Risk-Adjusted Performance

11 of 100

 
Weak
 
Strong
Good
Compared to the overall equity markets, risk-adjusted returns on investments in Morgan Stanley Direct are ranked lower than 11 (%) of all global equities and portfolios over the last 90 days. Despite quite weak fundamental indicators, Morgan Stanley may actually be approaching a critical reversion point that can send shares even higher in January 2025.
Ma Kuang Healthcare 

Risk-Adjusted Performance

0 of 100

 
Weak
 
Strong
Very Weak
Over the last 90 days Ma Kuang Healthcare has generated negative risk-adjusted returns adding no value to investors with long positions. In spite of fairly stable basic indicators, Ma Kuang is not utilizing all of its potentials. The latest stock price fuss, may contribute to near-short-term losses for the sophisticated investors.

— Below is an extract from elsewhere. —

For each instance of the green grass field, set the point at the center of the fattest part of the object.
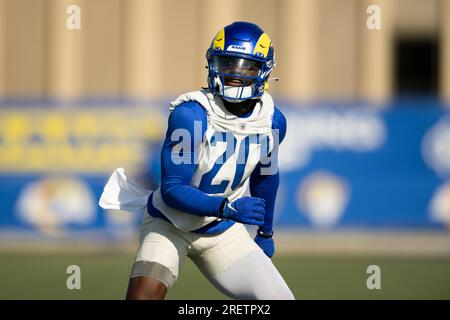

Morgan Stanley and Ma Kuang Volatility Contrast

   Predicted Return Density   
       Returns  

Pair Trading with Morgan Stanley and Ma Kuang

The main advantage of trading using opposite Morgan Stanley and Ma Kuang positions is that it hedges away some unsystematic risk. Because of two separate transactions, even if Morgan Stanley position performs unexpectedly, Ma Kuang can make up some of the losses. Pair trading also minimizes risk from directional movements in the market. For example, if an entire industry or sector drops because of unexpected headlines, the short position in Ma Kuang will offset losses from the drop in Ma Kuang's long position.
The idea behind Morgan Stanley Direct and Ma Kuang Healthcare pairs trading is to make the combined position market-neutral, meaning the overall market's direction will not affect its win or loss (or potential downside or upside). This can be achieved by designing a pairs trade with two highly correlated stocks or equities that operate in a similar space or sector, making it possible to obtain profits through simple and relatively low-risk investment.
Check out your portfolio center.
Note that this page's information should be used as a complementary analysis to find the right mix of equity instruments to add to your existing portfolios or create a brand new portfolio. You can also try the Stock Screener module to find equities using a custom stock filter or screen asymmetry in trading patterns, price, volume, or investment outlook..

Other Complementary Tools

Positions Ratings
Determine portfolio positions ratings based on digital equity recommendations. Macroaxis instant position ratings are based on combination of fundamental analysis and risk-adjusted market performance
Bollinger Bands
Use Bollinger Bands indicator to analyze target price for a given investing horizon
Performance Analysis
Check effects of mean-variance optimization against your current asset allocation
Stock Screener
Find equities using a custom stock filter or screen asymmetry in trading patterns, price, volume, or investment outlook.